HBox(children=(IntProgress(value=0, description='Optimization Progress', max=550, style=ProgressStyle(descript…

Generation 1 - Current best internal CV score: -11.668290331251995
Generation 2 - Current best internal CV score: -11.668290331251995
Generation 3 - Current best internal CV score: -11.668290331251995
Generation 4 - Current best internal CV score: -11.452473568925464
Generation 5 - Current best internal CV score: -11.237423444555033
Generation 6 - Current best internal CV score: -11.197742650314488
Generation 7 - Current best internal CV score: -11.197742650314488
Generation 8 - Current best internal CV score: -11.197742650314488
Generation 9 - Current best internal CV score: -10.868745779772542
Generation 10 - Current best internal CV score: -10.868745779772542

Best pipeline: XGBRegressor(ExtraTreesRegressor(input_matrix, bootstrap=False, max_features=0.7000000000000001, min_samples_leaf=6, min_samples_split=10, n_estimators=100), learning_rate=0.1, max_depth=9, min_child_weight=8, n_estimators=100, nthread=1, objective=reg:squarederror, subsample=0.7000000000000001)


TPOTRegressor(config_dict=None, crossover_rate=0.1, cv=5,
              disable_update_check=False, early_stop=None, generations=10,
              max_eval_time_mins=5, max_time_mins=None, memory=None,
              mutation_rate=0.9, n_jobs=1, offspring_size=None,
              periodic_checkpoint_folder=None, population_size=50,
              random_state=None, scoring=None, subsample=1.0, template=None,
              use_dask=False, verbosity=2, warm_start=False)

## Score and Export

Now that our model is trained, let's see the final score. Because this is a regression model, the closer the score is to zero, the more accurate our model is.

In [6]:
print(model.score(X_test, Y_test))

-10.4003523971119


Now that TPOT has found a good model to use, we need to export the code to run that model. TPOT makes it easy to save this code in a Python file. It even plays well with `Path` objects 😃

In [7]:
output_code = Path('pipeline.py')
model.export(output_code)

That's great for ML pipelines, but we want to see that code. Let's just read it back in.

In [8]:
print(output_code.open().read())

import numpy as np
import pandas as pd
from sklearn.ensemble import ExtraTreesRegressor
from sklearn.model_selection import train_test_split
from sklearn.pipeline import make_pipeline, make_union
from tpot.builtins import StackingEstimator
from xgboost import XGBRegressor

# NOTE: Make sure that the class is labeled 'target' in the data file
tpot_data = pd.read_csv('PATH/TO/DATA/FILE', sep='COLUMN_SEPARATOR', dtype=np.float64)
features = tpot_data.drop('target', axis=1).values
training_features, testing_features, training_target, testing_target = \
            train_test_split(features, tpot_data['target'].values, random_state=None)
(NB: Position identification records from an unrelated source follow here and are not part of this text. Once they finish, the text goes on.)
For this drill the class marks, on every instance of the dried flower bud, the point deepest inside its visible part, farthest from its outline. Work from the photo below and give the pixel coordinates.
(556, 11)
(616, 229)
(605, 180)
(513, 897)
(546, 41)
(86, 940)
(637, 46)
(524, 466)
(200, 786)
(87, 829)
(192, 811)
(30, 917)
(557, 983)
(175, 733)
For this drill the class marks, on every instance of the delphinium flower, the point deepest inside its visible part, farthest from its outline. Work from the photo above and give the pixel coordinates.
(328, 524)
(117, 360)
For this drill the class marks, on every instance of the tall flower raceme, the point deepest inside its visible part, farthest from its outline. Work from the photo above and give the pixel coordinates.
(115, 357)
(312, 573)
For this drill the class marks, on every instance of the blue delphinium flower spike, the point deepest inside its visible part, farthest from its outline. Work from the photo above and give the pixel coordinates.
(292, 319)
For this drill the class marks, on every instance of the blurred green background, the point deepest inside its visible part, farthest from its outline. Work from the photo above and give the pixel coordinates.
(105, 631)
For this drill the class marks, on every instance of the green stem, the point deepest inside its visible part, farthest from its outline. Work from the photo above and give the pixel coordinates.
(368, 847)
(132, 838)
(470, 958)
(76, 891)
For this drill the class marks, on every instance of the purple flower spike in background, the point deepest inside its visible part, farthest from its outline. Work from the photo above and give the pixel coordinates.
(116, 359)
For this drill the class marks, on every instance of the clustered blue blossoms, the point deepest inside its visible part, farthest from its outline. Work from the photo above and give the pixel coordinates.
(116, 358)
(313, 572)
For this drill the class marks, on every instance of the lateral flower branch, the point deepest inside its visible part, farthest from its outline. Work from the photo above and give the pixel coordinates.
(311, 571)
# Average CV score on the training set was:-10.868745779772542
exported_pipeline = make_pipeline(
    StackingEstimator(estimator=ExtraTreesRegressor(bootstrap=False, max_features=0.7000000000000001, min_samples_leaf=6, min_samples_split=10, n_estimators=100)),
    XGBRegressor(learning_rate=0.1, max_depth=9, min_child_weight=8, n_estimators=100, nthread=1

That's it. We loaded a dataset, saw some values, trained a model, and exported the necessary code.